O juízo criminal deverá assegurar a preservação da segurança e privacidade do ofendido ficando isolado do acusado como preleciona o artigo 201, § 4º, do Código de Processo Penal. Nesse diapasão, a aplicação do permissivo do artigo 217, do mesmo codex é totalmente viável e, aliás, invariavelmente imprescindível.

Todavia, a medida não é de automática aplicação.

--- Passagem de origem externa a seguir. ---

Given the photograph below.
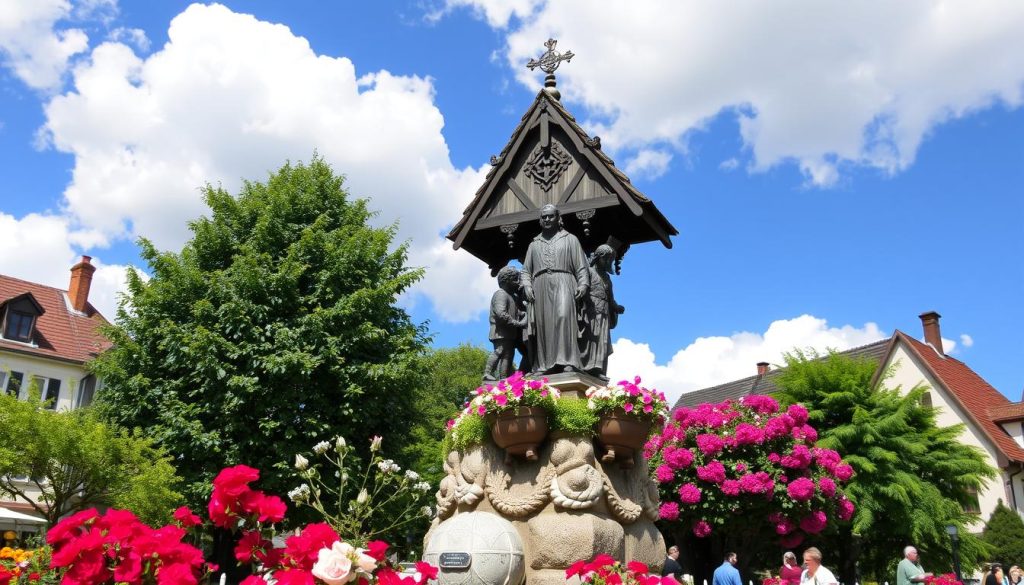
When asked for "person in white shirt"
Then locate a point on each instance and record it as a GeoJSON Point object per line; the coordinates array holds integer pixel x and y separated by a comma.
{"type": "Point", "coordinates": [815, 574]}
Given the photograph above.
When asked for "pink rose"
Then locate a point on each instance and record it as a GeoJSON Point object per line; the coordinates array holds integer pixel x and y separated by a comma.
{"type": "Point", "coordinates": [334, 566]}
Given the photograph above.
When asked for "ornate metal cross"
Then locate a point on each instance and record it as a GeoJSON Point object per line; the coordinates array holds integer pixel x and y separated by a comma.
{"type": "Point", "coordinates": [550, 60]}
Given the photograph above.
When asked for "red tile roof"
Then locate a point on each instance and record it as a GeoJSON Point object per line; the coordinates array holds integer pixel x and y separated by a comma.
{"type": "Point", "coordinates": [60, 333]}
{"type": "Point", "coordinates": [975, 394]}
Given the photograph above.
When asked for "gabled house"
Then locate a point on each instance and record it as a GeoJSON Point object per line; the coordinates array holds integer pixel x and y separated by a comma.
{"type": "Point", "coordinates": [46, 337]}
{"type": "Point", "coordinates": [992, 422]}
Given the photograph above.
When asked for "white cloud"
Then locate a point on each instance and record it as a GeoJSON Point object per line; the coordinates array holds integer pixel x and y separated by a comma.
{"type": "Point", "coordinates": [31, 46]}
{"type": "Point", "coordinates": [825, 85]}
{"type": "Point", "coordinates": [496, 12]}
{"type": "Point", "coordinates": [648, 163]}
{"type": "Point", "coordinates": [231, 97]}
{"type": "Point", "coordinates": [711, 361]}
{"type": "Point", "coordinates": [37, 248]}
{"type": "Point", "coordinates": [134, 37]}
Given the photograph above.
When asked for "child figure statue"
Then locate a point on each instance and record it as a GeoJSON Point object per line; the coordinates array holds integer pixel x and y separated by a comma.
{"type": "Point", "coordinates": [507, 323]}
{"type": "Point", "coordinates": [600, 315]}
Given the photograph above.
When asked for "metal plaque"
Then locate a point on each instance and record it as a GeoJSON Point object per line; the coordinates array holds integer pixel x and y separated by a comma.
{"type": "Point", "coordinates": [455, 559]}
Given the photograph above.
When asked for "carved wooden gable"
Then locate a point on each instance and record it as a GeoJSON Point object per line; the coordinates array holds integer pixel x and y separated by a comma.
{"type": "Point", "coordinates": [551, 160]}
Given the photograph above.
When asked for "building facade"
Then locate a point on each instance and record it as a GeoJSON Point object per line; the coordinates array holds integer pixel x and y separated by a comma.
{"type": "Point", "coordinates": [991, 422]}
{"type": "Point", "coordinates": [46, 337]}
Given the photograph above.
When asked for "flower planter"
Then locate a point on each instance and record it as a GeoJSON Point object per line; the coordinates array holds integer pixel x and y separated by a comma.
{"type": "Point", "coordinates": [520, 431]}
{"type": "Point", "coordinates": [622, 435]}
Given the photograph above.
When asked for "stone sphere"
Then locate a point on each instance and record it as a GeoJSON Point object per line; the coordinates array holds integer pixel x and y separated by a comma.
{"type": "Point", "coordinates": [496, 552]}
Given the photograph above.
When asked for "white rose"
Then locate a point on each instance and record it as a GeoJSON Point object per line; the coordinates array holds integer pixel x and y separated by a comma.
{"type": "Point", "coordinates": [334, 566]}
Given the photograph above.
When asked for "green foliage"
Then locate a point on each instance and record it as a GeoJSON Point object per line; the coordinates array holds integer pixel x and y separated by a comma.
{"type": "Point", "coordinates": [1005, 534]}
{"type": "Point", "coordinates": [912, 477]}
{"type": "Point", "coordinates": [378, 502]}
{"type": "Point", "coordinates": [273, 328]}
{"type": "Point", "coordinates": [471, 431]}
{"type": "Point", "coordinates": [450, 375]}
{"type": "Point", "coordinates": [77, 461]}
{"type": "Point", "coordinates": [572, 417]}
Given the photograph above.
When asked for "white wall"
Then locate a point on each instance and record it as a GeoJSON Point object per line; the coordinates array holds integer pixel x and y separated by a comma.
{"type": "Point", "coordinates": [69, 374]}
{"type": "Point", "coordinates": [907, 373]}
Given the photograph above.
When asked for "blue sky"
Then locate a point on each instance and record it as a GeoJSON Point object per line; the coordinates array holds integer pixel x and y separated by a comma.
{"type": "Point", "coordinates": [833, 170]}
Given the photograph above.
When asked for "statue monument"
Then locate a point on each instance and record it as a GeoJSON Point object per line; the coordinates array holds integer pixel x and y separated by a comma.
{"type": "Point", "coordinates": [554, 202]}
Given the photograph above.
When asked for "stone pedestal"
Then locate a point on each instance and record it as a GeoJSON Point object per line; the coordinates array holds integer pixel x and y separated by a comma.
{"type": "Point", "coordinates": [565, 507]}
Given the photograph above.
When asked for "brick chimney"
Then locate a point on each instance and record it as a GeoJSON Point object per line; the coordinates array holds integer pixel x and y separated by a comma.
{"type": "Point", "coordinates": [930, 322]}
{"type": "Point", "coordinates": [81, 280]}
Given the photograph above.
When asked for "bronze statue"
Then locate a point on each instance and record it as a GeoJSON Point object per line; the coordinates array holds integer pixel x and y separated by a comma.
{"type": "Point", "coordinates": [555, 281]}
{"type": "Point", "coordinates": [600, 314]}
{"type": "Point", "coordinates": [506, 325]}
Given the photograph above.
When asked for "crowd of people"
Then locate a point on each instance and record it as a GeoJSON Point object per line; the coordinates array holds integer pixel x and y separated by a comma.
{"type": "Point", "coordinates": [908, 572]}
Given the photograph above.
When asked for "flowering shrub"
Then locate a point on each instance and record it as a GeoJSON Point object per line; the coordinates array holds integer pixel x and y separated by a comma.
{"type": "Point", "coordinates": [947, 579]}
{"type": "Point", "coordinates": [351, 503]}
{"type": "Point", "coordinates": [116, 547]}
{"type": "Point", "coordinates": [604, 570]}
{"type": "Point", "coordinates": [505, 395]}
{"type": "Point", "coordinates": [22, 567]}
{"type": "Point", "coordinates": [728, 464]}
{"type": "Point", "coordinates": [631, 398]}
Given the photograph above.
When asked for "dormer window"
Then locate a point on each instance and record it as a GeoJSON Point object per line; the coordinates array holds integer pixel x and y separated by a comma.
{"type": "Point", "coordinates": [19, 315]}
{"type": "Point", "coordinates": [18, 326]}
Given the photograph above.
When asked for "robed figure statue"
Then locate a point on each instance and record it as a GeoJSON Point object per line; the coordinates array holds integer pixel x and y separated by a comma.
{"type": "Point", "coordinates": [555, 281]}
{"type": "Point", "coordinates": [600, 314]}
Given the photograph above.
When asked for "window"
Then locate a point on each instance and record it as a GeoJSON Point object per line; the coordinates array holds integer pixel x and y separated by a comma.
{"type": "Point", "coordinates": [974, 505]}
{"type": "Point", "coordinates": [12, 384]}
{"type": "Point", "coordinates": [49, 389]}
{"type": "Point", "coordinates": [18, 326]}
{"type": "Point", "coordinates": [86, 391]}
{"type": "Point", "coordinates": [926, 400]}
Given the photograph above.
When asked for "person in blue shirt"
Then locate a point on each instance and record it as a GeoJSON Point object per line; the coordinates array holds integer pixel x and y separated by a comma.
{"type": "Point", "coordinates": [727, 574]}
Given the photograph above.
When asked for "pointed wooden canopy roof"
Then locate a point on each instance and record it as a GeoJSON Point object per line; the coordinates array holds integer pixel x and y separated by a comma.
{"type": "Point", "coordinates": [550, 159]}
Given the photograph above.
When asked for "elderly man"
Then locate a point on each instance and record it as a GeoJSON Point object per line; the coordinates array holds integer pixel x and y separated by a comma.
{"type": "Point", "coordinates": [727, 574]}
{"type": "Point", "coordinates": [555, 280]}
{"type": "Point", "coordinates": [672, 566]}
{"type": "Point", "coordinates": [909, 572]}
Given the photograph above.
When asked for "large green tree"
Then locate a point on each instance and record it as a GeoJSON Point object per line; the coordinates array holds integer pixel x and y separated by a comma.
{"type": "Point", "coordinates": [274, 328]}
{"type": "Point", "coordinates": [451, 374]}
{"type": "Point", "coordinates": [62, 462]}
{"type": "Point", "coordinates": [912, 477]}
{"type": "Point", "coordinates": [1005, 534]}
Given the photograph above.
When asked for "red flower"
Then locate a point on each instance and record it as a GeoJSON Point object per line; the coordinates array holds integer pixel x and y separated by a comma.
{"type": "Point", "coordinates": [251, 546]}
{"type": "Point", "coordinates": [578, 568]}
{"type": "Point", "coordinates": [185, 517]}
{"type": "Point", "coordinates": [426, 571]}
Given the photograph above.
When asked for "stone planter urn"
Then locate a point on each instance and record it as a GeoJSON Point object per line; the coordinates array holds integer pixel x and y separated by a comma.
{"type": "Point", "coordinates": [520, 431]}
{"type": "Point", "coordinates": [622, 435]}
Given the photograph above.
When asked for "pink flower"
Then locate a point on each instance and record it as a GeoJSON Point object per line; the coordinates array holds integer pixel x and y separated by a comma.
{"type": "Point", "coordinates": [784, 526]}
{"type": "Point", "coordinates": [334, 565]}
{"type": "Point", "coordinates": [689, 494]}
{"type": "Point", "coordinates": [814, 523]}
{"type": "Point", "coordinates": [798, 412]}
{"type": "Point", "coordinates": [669, 511]}
{"type": "Point", "coordinates": [664, 473]}
{"type": "Point", "coordinates": [710, 445]}
{"type": "Point", "coordinates": [730, 488]}
{"type": "Point", "coordinates": [801, 489]}
{"type": "Point", "coordinates": [843, 471]}
{"type": "Point", "coordinates": [827, 487]}
{"type": "Point", "coordinates": [714, 472]}
{"type": "Point", "coordinates": [678, 457]}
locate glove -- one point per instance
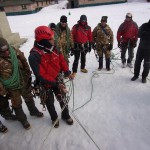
(94, 46)
(90, 47)
(71, 77)
(119, 44)
(134, 44)
(72, 52)
(110, 47)
(62, 88)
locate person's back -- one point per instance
(144, 35)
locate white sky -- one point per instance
(117, 115)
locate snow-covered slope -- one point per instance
(117, 114)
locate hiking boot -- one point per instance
(108, 69)
(100, 68)
(84, 70)
(10, 117)
(3, 128)
(55, 123)
(37, 114)
(144, 80)
(7, 114)
(68, 121)
(33, 110)
(26, 124)
(134, 78)
(123, 65)
(130, 65)
(74, 74)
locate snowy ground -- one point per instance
(117, 114)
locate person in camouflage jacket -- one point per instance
(127, 36)
(65, 40)
(15, 77)
(103, 42)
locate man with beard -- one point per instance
(127, 39)
(82, 37)
(65, 41)
(143, 52)
(15, 77)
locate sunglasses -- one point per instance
(4, 48)
(128, 17)
(83, 21)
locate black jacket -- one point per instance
(144, 35)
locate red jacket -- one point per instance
(47, 66)
(81, 34)
(128, 30)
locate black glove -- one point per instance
(110, 47)
(134, 44)
(94, 46)
(90, 47)
(119, 44)
(72, 52)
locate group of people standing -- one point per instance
(49, 59)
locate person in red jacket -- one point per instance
(47, 62)
(82, 37)
(127, 39)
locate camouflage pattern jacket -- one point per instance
(65, 40)
(6, 68)
(102, 35)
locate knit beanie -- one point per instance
(63, 19)
(3, 44)
(104, 18)
(83, 18)
(52, 25)
(129, 15)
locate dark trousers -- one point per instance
(142, 54)
(76, 60)
(50, 104)
(130, 49)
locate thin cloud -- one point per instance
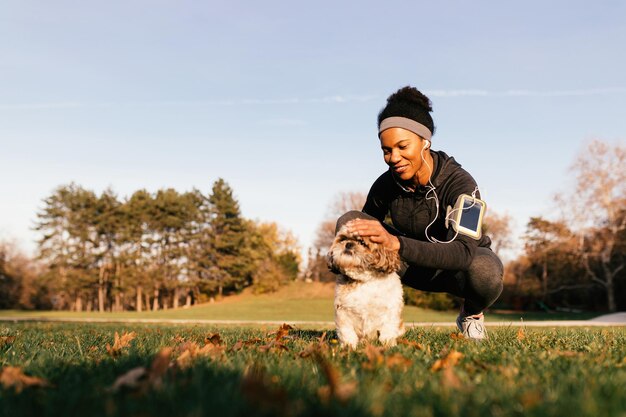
(525, 93)
(337, 99)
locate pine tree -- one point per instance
(232, 268)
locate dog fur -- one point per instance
(368, 292)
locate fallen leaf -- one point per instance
(190, 351)
(274, 346)
(342, 392)
(398, 361)
(374, 356)
(120, 342)
(140, 378)
(411, 343)
(159, 367)
(449, 378)
(451, 359)
(132, 379)
(262, 392)
(565, 353)
(282, 331)
(531, 398)
(214, 339)
(240, 344)
(13, 377)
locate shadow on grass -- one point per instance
(207, 388)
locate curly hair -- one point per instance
(409, 102)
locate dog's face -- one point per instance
(360, 258)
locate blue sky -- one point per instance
(280, 99)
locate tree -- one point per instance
(275, 256)
(317, 269)
(232, 270)
(596, 212)
(552, 259)
(498, 227)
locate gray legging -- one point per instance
(480, 285)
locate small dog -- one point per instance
(368, 293)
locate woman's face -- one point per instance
(402, 150)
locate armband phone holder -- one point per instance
(467, 216)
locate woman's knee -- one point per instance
(486, 272)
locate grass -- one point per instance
(296, 302)
(528, 372)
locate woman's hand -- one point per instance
(375, 231)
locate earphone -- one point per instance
(434, 196)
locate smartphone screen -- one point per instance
(470, 215)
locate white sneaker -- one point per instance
(472, 327)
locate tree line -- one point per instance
(147, 252)
(573, 258)
(167, 249)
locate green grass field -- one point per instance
(296, 302)
(57, 369)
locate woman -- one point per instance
(416, 191)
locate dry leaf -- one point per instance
(451, 359)
(12, 376)
(191, 351)
(141, 379)
(214, 339)
(133, 379)
(411, 343)
(274, 346)
(374, 356)
(449, 378)
(160, 364)
(241, 343)
(282, 331)
(531, 398)
(566, 353)
(342, 392)
(398, 361)
(261, 391)
(120, 343)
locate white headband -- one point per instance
(405, 123)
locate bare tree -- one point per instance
(597, 212)
(498, 227)
(341, 203)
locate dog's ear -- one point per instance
(386, 261)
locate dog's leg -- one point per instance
(390, 332)
(345, 329)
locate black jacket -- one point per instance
(411, 212)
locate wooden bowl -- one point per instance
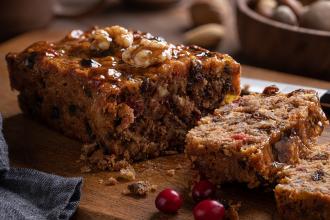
(280, 46)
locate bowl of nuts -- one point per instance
(288, 35)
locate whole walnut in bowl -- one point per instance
(277, 44)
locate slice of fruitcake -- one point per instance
(304, 190)
(254, 137)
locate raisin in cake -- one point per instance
(251, 139)
(131, 92)
(304, 190)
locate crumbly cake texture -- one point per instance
(304, 190)
(254, 137)
(134, 94)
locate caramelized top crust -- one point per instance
(114, 57)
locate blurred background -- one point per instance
(286, 35)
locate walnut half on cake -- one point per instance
(254, 137)
(134, 94)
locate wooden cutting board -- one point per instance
(33, 145)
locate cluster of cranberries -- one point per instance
(170, 201)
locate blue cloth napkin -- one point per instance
(31, 194)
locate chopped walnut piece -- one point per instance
(100, 39)
(88, 149)
(170, 172)
(147, 53)
(127, 173)
(271, 90)
(110, 181)
(85, 169)
(121, 35)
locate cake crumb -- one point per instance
(85, 169)
(170, 172)
(127, 173)
(153, 188)
(178, 167)
(139, 188)
(110, 181)
(232, 210)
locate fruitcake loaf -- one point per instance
(304, 190)
(134, 94)
(251, 139)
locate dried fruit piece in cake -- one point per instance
(251, 139)
(132, 93)
(304, 191)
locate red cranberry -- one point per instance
(209, 210)
(168, 201)
(202, 190)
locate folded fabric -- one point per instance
(31, 194)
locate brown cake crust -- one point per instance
(133, 93)
(256, 136)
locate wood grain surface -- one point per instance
(35, 146)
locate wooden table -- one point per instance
(35, 146)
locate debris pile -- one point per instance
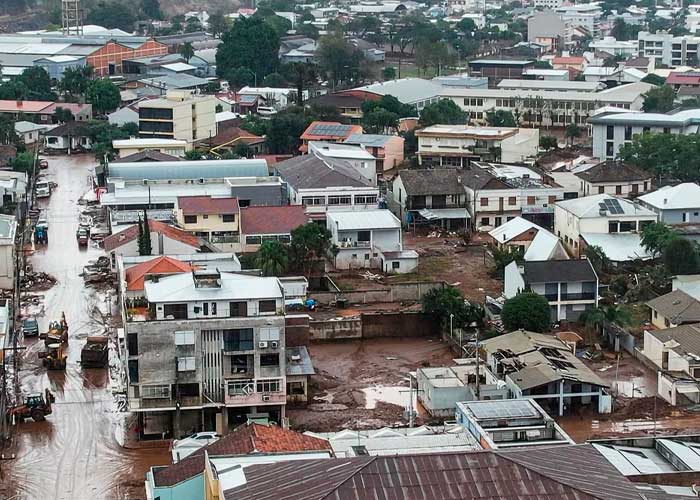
(98, 273)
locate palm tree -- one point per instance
(187, 51)
(272, 258)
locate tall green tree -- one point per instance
(528, 311)
(272, 258)
(659, 99)
(250, 43)
(104, 95)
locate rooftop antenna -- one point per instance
(72, 17)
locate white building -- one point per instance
(602, 214)
(612, 130)
(370, 239)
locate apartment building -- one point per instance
(556, 108)
(181, 115)
(370, 239)
(611, 130)
(204, 349)
(457, 145)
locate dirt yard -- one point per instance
(363, 384)
(445, 258)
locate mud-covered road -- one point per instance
(74, 454)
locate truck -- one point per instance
(95, 352)
(35, 406)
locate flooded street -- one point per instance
(74, 454)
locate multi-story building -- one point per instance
(204, 349)
(457, 145)
(668, 49)
(612, 130)
(179, 115)
(546, 107)
(370, 239)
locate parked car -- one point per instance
(30, 327)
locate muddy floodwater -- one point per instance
(74, 454)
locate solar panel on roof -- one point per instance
(502, 409)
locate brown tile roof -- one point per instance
(195, 205)
(272, 220)
(160, 265)
(562, 473)
(131, 233)
(613, 171)
(247, 439)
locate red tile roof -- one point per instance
(161, 265)
(123, 237)
(12, 106)
(247, 439)
(195, 205)
(272, 220)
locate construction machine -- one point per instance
(35, 406)
(54, 358)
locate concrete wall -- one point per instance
(375, 325)
(395, 292)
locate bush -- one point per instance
(528, 311)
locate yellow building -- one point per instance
(181, 115)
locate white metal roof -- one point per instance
(686, 195)
(181, 288)
(363, 220)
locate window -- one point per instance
(155, 392)
(267, 334)
(269, 360)
(186, 364)
(265, 306)
(268, 386)
(184, 338)
(238, 309)
(133, 370)
(175, 311)
(132, 344)
(238, 340)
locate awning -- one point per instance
(444, 213)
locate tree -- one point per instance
(113, 15)
(681, 257)
(548, 142)
(103, 95)
(500, 118)
(250, 43)
(144, 243)
(380, 121)
(441, 303)
(63, 115)
(389, 73)
(187, 51)
(310, 243)
(654, 79)
(572, 132)
(445, 111)
(656, 237)
(659, 99)
(151, 8)
(301, 74)
(528, 311)
(272, 258)
(218, 24)
(274, 80)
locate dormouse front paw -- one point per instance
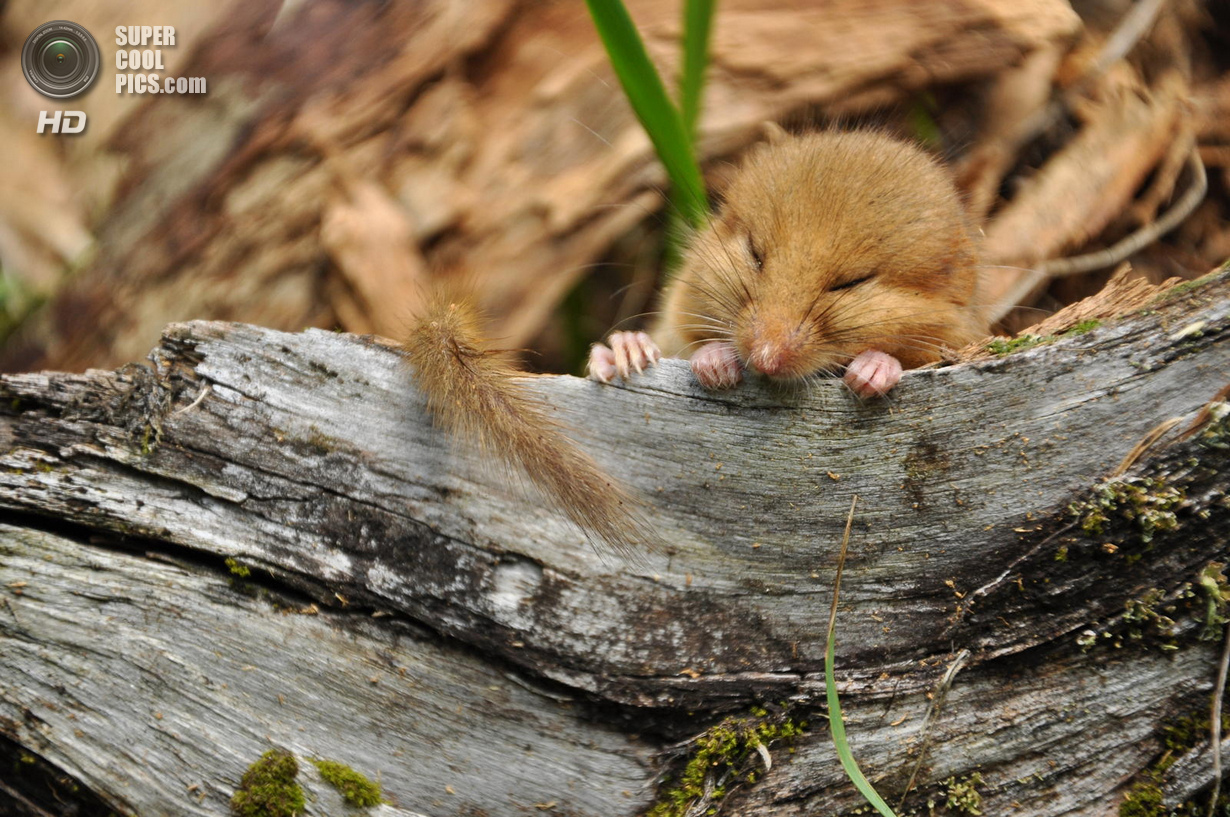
(716, 366)
(872, 374)
(627, 352)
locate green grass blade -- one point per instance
(648, 97)
(837, 725)
(698, 23)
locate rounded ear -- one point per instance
(774, 132)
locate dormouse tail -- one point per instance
(472, 394)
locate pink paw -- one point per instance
(872, 373)
(716, 366)
(627, 351)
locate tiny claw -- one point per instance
(627, 352)
(602, 363)
(716, 366)
(872, 373)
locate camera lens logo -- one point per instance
(60, 59)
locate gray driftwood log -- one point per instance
(411, 612)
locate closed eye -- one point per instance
(853, 283)
(757, 256)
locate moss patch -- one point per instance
(1007, 346)
(1144, 799)
(268, 788)
(962, 795)
(725, 757)
(354, 788)
(1150, 503)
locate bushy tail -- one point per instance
(471, 393)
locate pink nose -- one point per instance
(773, 358)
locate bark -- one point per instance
(412, 612)
(346, 151)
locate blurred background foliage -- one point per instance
(347, 154)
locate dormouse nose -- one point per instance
(775, 346)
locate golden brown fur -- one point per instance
(827, 245)
(474, 394)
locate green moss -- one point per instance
(1007, 346)
(1212, 583)
(1145, 617)
(1215, 434)
(1143, 800)
(354, 788)
(1150, 503)
(268, 788)
(1080, 329)
(1187, 286)
(723, 757)
(242, 571)
(962, 795)
(321, 442)
(1003, 347)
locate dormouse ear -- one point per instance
(774, 132)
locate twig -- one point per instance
(1110, 256)
(931, 714)
(1142, 238)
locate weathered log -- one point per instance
(411, 610)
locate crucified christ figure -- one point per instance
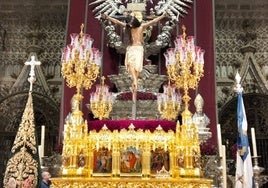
(134, 29)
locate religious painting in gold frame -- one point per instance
(131, 161)
(102, 162)
(160, 159)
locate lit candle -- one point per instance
(254, 142)
(219, 139)
(224, 179)
(42, 140)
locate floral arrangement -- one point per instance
(140, 96)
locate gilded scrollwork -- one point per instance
(24, 163)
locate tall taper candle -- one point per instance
(219, 139)
(253, 137)
(42, 140)
(224, 173)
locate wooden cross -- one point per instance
(32, 63)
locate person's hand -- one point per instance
(104, 16)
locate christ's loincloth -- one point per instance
(134, 58)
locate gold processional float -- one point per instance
(129, 157)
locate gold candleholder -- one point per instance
(80, 68)
(101, 101)
(185, 65)
(169, 103)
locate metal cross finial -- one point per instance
(32, 63)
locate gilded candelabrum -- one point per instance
(101, 101)
(169, 103)
(185, 65)
(80, 62)
(185, 68)
(80, 68)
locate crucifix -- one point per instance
(32, 63)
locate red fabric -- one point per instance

O juiz ao iniciar a tomada das declarações do ofendido indagará a mesma sobre a presença da retirada do acusado e a necessidade ou não de sua retirada da sala de audiência. O ideal é o titular da ação penal ou o assistente de acusação buscar inquirir tal hipótese antes do ato processual e formular requerimento em ata.

O temor, constrangimento ou humilhação do ofendido devem ser apurados concretamente e o essencial é colher a opinião do mesmo em ata concretizando as hipóteses legais que não são presumíveis.

O fundamento disso é que seria uma analogia in malam partem presumir que em todas as situações o ofendido não queira depor perante o autor da infração penal, muito embora seja recorrente, sendo que a vontade do ofendido é soberana nesse caso.

2.4.) Atendimentos multidisciplinares ao ofendido:

O diploma do artigo 201, § 5º, do Código de Processo Penal estabelece que o juiz, caso verifique ser preciso, tem a faculdade de encaminhar o ofendido para atendimento multidisciplinar nas áreas psicossocial, jurídica e de saúde as expensas do ofensor ou do Estado.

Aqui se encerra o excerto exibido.